You can declare an AWS account a monitoring account and connect other accounts (source accounts) to view their data.

This integrates with AWS Organizations and IAM to give you a ton of flexibility right out of the gate.

Better still, no extra charges for logs or metrics. Tracing does have additional charges cross-account though.

5. AWS Backup Matures

A trifecta of improvements from AWS Backup. And yes, that’s an actual service name.

Side note, the most amazing AWS service name hands-down is: AWS Managed Services. Which expands to Amazon Web Services Managed Services the service 👨‍🍳

AWS Backup now:

  1. Offers delegation of organization-wide administration
  2. Adds legal holds for extended data retention
  3. Provides application-aware data protection for AWS CloudFormation stacks

Each of these helps integrate AWS Backup into your cloud environment. Backups are a critical part of resiliency and anything that makes that process easier to manage (and test!) is a welcome addition.

More To Come…

These are just a few of the announcements from the pre:Invent build up.

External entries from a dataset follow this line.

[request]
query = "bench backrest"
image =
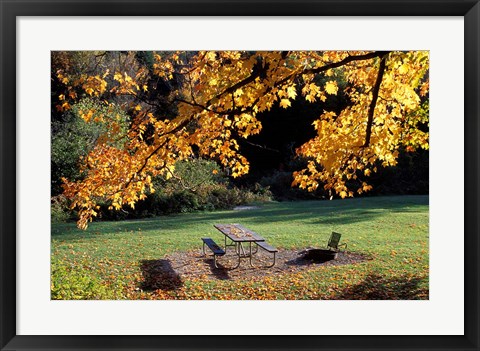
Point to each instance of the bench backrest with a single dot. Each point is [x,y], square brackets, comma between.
[334,240]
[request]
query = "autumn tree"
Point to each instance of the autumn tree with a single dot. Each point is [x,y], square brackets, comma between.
[185,103]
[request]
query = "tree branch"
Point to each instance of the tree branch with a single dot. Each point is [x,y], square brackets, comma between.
[373,103]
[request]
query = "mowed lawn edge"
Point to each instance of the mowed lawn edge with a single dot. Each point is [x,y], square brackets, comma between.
[105,261]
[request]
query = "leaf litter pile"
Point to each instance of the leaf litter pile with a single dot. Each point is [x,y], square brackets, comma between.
[194,265]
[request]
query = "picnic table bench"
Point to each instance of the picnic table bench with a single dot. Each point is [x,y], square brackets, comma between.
[212,245]
[239,235]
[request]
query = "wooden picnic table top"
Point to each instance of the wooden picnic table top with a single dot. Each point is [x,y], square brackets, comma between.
[238,233]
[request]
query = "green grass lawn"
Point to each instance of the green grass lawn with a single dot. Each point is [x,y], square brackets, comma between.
[104,261]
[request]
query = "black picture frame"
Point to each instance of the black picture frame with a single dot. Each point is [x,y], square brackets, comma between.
[9,10]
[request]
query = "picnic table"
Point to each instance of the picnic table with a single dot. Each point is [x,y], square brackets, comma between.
[238,235]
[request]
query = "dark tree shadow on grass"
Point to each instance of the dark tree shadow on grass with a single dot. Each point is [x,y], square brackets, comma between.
[376,287]
[159,274]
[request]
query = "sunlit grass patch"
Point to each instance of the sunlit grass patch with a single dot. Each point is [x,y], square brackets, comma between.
[110,259]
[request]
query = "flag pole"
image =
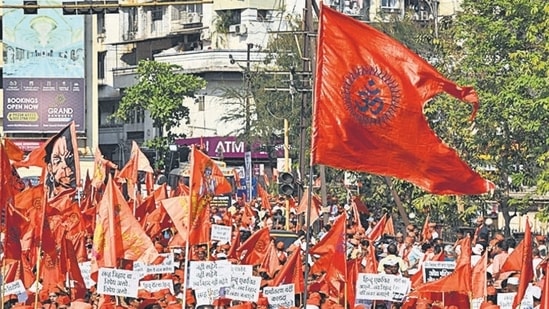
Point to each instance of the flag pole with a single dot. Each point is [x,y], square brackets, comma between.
[308,233]
[189,221]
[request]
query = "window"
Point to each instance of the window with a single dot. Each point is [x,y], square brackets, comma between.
[390,4]
[156,14]
[101,65]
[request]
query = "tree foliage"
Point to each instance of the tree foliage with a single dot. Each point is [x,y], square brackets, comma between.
[160,90]
[500,47]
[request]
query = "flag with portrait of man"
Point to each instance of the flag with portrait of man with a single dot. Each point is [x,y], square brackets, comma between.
[62,162]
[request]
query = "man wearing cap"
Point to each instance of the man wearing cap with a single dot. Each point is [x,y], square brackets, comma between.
[392,260]
[482,233]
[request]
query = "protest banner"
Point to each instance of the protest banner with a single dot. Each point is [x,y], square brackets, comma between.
[505,300]
[382,287]
[280,296]
[209,275]
[14,288]
[205,296]
[117,282]
[241,270]
[434,270]
[157,285]
[476,302]
[85,270]
[221,233]
[244,288]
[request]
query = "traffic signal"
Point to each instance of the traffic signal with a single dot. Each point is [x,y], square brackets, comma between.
[30,7]
[286,184]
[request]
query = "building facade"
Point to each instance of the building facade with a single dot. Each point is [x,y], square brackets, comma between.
[212,39]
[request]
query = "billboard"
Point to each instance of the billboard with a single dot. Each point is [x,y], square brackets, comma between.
[43,76]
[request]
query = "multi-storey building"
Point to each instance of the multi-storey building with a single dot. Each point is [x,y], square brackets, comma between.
[213,39]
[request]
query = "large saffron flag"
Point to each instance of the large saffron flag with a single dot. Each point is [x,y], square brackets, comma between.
[206,181]
[117,234]
[368,116]
[62,162]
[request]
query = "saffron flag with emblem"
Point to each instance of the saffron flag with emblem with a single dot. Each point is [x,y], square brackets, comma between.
[117,234]
[254,249]
[206,181]
[368,116]
[101,168]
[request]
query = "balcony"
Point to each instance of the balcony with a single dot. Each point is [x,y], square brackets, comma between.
[202,61]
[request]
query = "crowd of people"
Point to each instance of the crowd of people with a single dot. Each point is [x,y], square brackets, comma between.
[399,253]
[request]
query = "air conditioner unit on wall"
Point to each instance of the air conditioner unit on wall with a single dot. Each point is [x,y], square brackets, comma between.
[423,15]
[234,28]
[238,29]
[242,30]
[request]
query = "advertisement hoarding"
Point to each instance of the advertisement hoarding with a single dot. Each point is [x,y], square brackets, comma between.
[43,76]
[229,147]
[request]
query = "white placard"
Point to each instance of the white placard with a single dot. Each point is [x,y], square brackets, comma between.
[206,296]
[139,268]
[280,296]
[85,270]
[244,288]
[208,275]
[16,287]
[157,285]
[476,302]
[117,282]
[505,300]
[222,233]
[166,267]
[434,270]
[382,287]
[241,270]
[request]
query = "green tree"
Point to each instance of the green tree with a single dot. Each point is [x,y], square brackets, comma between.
[500,47]
[160,90]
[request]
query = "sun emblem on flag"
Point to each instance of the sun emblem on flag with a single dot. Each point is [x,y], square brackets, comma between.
[371,95]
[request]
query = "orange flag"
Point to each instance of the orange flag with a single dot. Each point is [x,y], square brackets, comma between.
[425,232]
[370,96]
[206,181]
[35,157]
[521,260]
[352,276]
[291,272]
[270,262]
[16,225]
[101,168]
[316,205]
[371,260]
[62,162]
[459,280]
[117,233]
[359,205]
[545,289]
[330,248]
[8,180]
[265,198]
[201,228]
[235,244]
[255,248]
[389,227]
[479,277]
[377,231]
[13,151]
[137,162]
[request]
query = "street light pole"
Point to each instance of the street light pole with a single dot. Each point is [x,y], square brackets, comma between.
[247,141]
[247,102]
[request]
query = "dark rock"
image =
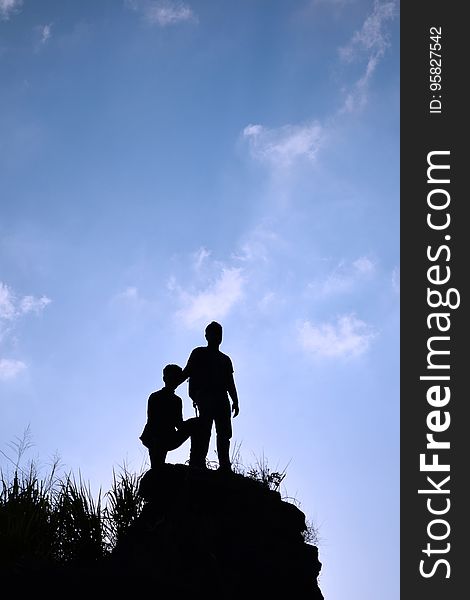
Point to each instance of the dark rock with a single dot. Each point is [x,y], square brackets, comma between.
[208,533]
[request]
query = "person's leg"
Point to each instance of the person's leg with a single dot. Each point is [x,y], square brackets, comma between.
[223,428]
[200,444]
[157,455]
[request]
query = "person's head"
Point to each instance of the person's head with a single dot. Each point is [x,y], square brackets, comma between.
[214,334]
[172,376]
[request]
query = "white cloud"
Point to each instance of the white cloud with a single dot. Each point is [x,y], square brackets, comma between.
[163,12]
[396,279]
[9,7]
[348,337]
[371,41]
[45,31]
[7,307]
[364,265]
[213,302]
[12,309]
[344,277]
[9,369]
[200,257]
[31,304]
[282,146]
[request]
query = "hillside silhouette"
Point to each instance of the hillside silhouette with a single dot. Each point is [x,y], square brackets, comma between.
[175,531]
[201,532]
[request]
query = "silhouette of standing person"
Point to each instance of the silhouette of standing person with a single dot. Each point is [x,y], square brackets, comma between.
[165,429]
[211,382]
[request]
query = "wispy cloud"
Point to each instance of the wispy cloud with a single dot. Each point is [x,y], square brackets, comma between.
[396,280]
[12,308]
[214,301]
[344,277]
[9,369]
[369,43]
[348,337]
[46,32]
[8,8]
[281,146]
[163,12]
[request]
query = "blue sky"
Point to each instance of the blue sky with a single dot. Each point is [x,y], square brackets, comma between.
[164,164]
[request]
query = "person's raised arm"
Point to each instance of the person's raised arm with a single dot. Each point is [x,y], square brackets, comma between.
[179,413]
[232,390]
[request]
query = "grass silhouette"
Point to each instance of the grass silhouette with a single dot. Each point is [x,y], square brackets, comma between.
[54,518]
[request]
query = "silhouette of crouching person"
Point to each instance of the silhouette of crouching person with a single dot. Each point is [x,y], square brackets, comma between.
[165,429]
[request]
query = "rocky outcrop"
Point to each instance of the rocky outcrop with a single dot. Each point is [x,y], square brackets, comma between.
[205,533]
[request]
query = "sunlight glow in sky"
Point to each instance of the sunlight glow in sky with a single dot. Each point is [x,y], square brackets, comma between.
[164,164]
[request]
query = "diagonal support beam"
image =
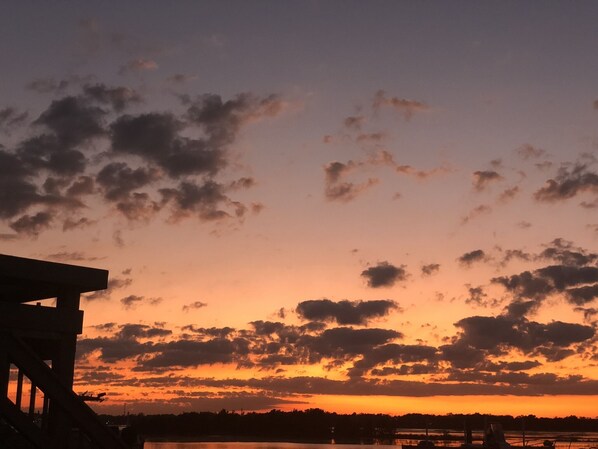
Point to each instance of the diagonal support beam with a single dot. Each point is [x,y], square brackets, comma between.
[68,402]
[22,423]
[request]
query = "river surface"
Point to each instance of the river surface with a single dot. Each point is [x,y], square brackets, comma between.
[567,440]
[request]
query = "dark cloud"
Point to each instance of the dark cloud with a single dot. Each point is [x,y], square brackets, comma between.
[180,78]
[132,301]
[511,254]
[500,334]
[482,209]
[345,312]
[509,194]
[430,269]
[32,225]
[337,189]
[341,342]
[138,65]
[207,201]
[477,295]
[221,120]
[118,97]
[482,179]
[188,353]
[72,120]
[396,354]
[407,107]
[569,182]
[528,151]
[472,257]
[384,274]
[193,306]
[155,137]
[564,252]
[531,288]
[219,332]
[354,122]
[11,118]
[153,163]
[114,283]
[72,256]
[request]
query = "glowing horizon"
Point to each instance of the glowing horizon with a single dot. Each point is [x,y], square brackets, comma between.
[336,205]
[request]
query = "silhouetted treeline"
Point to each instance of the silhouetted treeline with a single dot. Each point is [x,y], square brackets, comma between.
[318,425]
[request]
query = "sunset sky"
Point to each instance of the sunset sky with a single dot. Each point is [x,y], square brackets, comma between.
[369,206]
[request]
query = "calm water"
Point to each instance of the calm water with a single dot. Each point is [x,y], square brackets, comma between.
[534,440]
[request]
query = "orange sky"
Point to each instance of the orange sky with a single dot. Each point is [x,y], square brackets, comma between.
[389,209]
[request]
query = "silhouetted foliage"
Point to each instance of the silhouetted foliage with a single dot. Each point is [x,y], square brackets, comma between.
[319,426]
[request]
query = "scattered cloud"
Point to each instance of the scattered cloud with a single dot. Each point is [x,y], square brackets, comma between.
[194,306]
[430,269]
[468,259]
[482,179]
[474,213]
[527,152]
[408,108]
[384,274]
[138,65]
[132,301]
[569,182]
[345,312]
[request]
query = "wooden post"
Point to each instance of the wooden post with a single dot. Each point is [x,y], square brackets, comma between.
[63,364]
[32,400]
[4,368]
[19,389]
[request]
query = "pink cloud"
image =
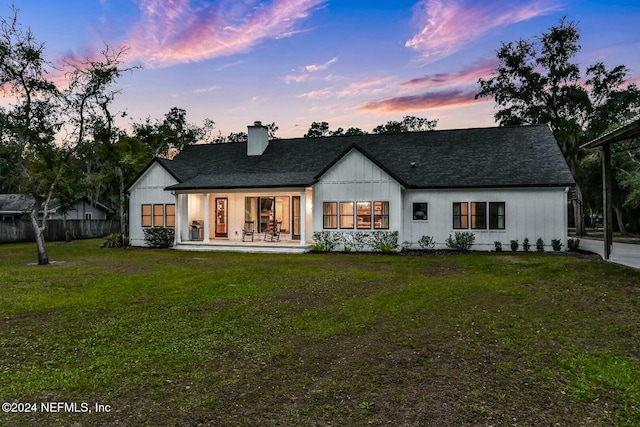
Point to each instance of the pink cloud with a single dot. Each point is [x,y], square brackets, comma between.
[442,99]
[467,75]
[319,67]
[179,31]
[367,86]
[449,25]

I expect more security announcements during the week.

Remember, with few exceptions, these announcements are usually laser focused on solving a specific problems. We’re at the point now where I don’t expect too many completely new services…though I’m happy to see new ones launch!

Realistically, every new feature that makes it easier to implement key features of a security practice are a welcome addition.

In addition to these features, AWS announced the AWS Digital Sovereignty Pledge.

This is a clear statement of how your data moves in the AWS Cloud and where it is stored. It’s worth reading through it to understand what AWS has been building for the past 15+ years. None of this happened overnight, but where the state of security is the cloud is now is a very good place.